Thank you for your comments on the positive aspects of our work.

Weaknesses:

The validation they provide is not sufficiently strong: no DLK1 immunohistochemistry is shown of obese patient-derived sections.

We have acquired additional FFPE pancreas samples from the Integrated Islet Distribution Program (IIDP) from lean, overweight, and obese humans with and without T2D. We have now stained for CDKN1C and DLK1 in these samples and have integrated the data into Fig 7 and Fig S5.

Because the data with CDKN1C was more striking and consistent with the DEGAS predictions, we have chosen to highlight CDKN1C in the main figure and text. The DLK1 data is still quite interesting, although there is substantial variability between T2D donors when it comes to altered staining intensity. DLK1 presents an interesting challenge, given multiple isoforms and cleavage products, and will require further investigation as the focus of a different manuscript.

Additional presumptive relevant candidates from this transcriptomic analysis should be screened for, at the protein level.

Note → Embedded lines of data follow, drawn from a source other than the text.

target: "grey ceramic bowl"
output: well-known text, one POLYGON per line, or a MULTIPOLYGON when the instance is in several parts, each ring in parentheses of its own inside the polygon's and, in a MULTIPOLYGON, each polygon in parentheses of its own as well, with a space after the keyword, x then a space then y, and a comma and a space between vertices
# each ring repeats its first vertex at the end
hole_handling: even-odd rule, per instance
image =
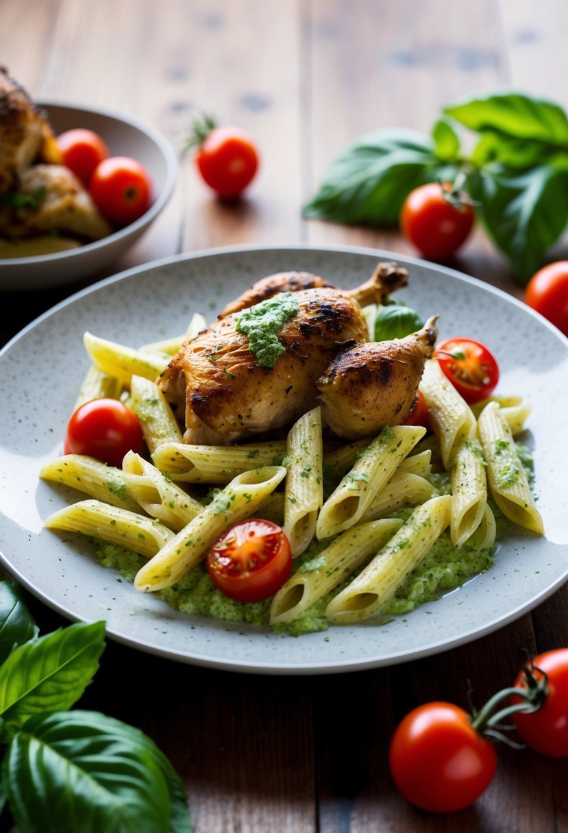
POLYGON ((94 130, 112 156, 137 159, 148 171, 153 202, 135 222, 107 237, 77 249, 35 257, 0 260, 0 291, 35 289, 70 283, 94 275, 117 260, 138 239, 163 209, 176 183, 177 162, 173 148, 153 127, 135 118, 102 110, 41 102, 57 134, 72 127, 94 130))

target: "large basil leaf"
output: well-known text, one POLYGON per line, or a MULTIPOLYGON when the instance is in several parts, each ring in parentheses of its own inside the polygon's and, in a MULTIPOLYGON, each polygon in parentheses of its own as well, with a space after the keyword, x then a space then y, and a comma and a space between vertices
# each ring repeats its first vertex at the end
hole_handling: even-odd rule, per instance
POLYGON ((16 581, 0 581, 0 663, 12 649, 37 636, 37 626, 16 581))
POLYGON ((431 177, 431 141, 412 131, 379 130, 356 139, 331 162, 304 217, 391 225, 407 194, 431 177))
POLYGON ((568 118, 553 102, 520 92, 496 92, 444 107, 471 130, 496 130, 517 139, 568 147, 568 118))
POLYGON ((469 189, 513 275, 526 283, 566 225, 568 173, 551 165, 524 172, 490 166, 471 179, 469 189))
MULTIPOLYGON (((10 809, 26 833, 177 833, 185 826, 162 756, 139 730, 92 711, 31 718, 2 764, 10 809)), ((177 798, 176 798, 177 801, 177 798)))
POLYGON ((375 318, 375 341, 387 342, 404 338, 416 332, 424 324, 417 312, 406 304, 379 307, 375 318))
POLYGON ((98 668, 105 623, 77 623, 26 642, 0 666, 4 738, 32 715, 69 709, 98 668))

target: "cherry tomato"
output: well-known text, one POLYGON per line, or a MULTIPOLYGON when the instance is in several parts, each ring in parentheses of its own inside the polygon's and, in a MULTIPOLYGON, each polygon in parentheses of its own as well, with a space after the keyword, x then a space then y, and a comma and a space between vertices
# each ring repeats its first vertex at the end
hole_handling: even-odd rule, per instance
MULTIPOLYGON (((451 185, 444 183, 450 192, 451 185)), ((444 196, 439 182, 429 182, 408 195, 401 212, 404 236, 426 257, 441 260, 453 254, 471 231, 475 218, 471 205, 453 205, 444 196)))
MULTIPOLYGON (((548 678, 548 694, 542 706, 531 714, 513 715, 515 727, 532 749, 552 758, 568 757, 568 648, 548 651, 534 658, 534 676, 548 678), (539 671, 541 669, 541 671, 539 671)), ((516 687, 527 688, 526 674, 519 672, 516 687)), ((512 697, 521 702, 520 697, 512 697)))
POLYGON ((207 569, 218 589, 237 601, 262 601, 291 572, 288 539, 270 521, 250 518, 228 529, 209 550, 207 569))
POLYGON ((77 127, 57 138, 62 163, 88 185, 92 172, 108 156, 108 147, 98 133, 77 127))
POLYGON ((491 743, 451 703, 426 703, 399 723, 389 750, 396 786, 422 810, 451 813, 489 786, 497 756, 491 743))
POLYGON ((499 366, 493 354, 473 338, 450 338, 434 356, 456 390, 470 405, 491 396, 499 382, 499 366))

Thank you for this suggestion. We also identified CDKN1C as promising candidate enriched in the βT2D-DEGAS and βobese-DEGAS subpopulations of β-cells. We found that CDKN1C is heterogeneously expressed at the protein level in β-cells and that it is increased in T2D in agreement with the DEGAS predictions. We have amended the manuscript to highlight CDKN1C more prominently while still discussing DLK1. DLK1 is very interesting but exhibits greater donor to donor variability in its alterations in T2D.

Reviewer #1 (Recommendations For The Authors):

Please explain and provide the detailed information on what percentage of the DE list of bulk RNA-seq analysis in Figures 1D and 1E overlap with the DE list of pseudo-bulk RNA-seq analysis of all cells in Figure S2C.

Addressed in response to R1 Comment 1.

Please provide the definition of each cluster of UMAP of the merged human islet scRNA-seq data.

In figure panels 2A-B,D-G and 3A, the clusters are now labeled according to the marker genes described in Fig 2C.

The integrative UMAP needs to be included in the main figure.

We have now moved previous Fig S2A and S2B into the main figures as new Fig 2A-B.

All figures and supplemental figures need to be cited following sequence.

Addressed in response to R1 Comment 3.

In Figure 7, high-resolution images are needed to determine the colocalization of INS and DLK1.

Addressed in response to R1 Comment 4.

Reviewer #2 (Recommendations For The Authors):

Results: 124-128: Fig 1H_The error bars seem high, please include whether the boxplots are SEM or SD. Also, more detail on statistics is missing.

Thank you for pointing out the need for clarification here. The whiskers on the box and whiskers plots are not error bars. By default, in geom_boxplot() and stat_boxplot(), the whiskers extend to 1.5 times the interquartile range. The box itself represents 50% of the data, the bottom of the box is the first quartile, the middle horizontal line is the median, and the top line of the box is the third quartile. We have now added a clearer description of this to the figure legend and in the methods section.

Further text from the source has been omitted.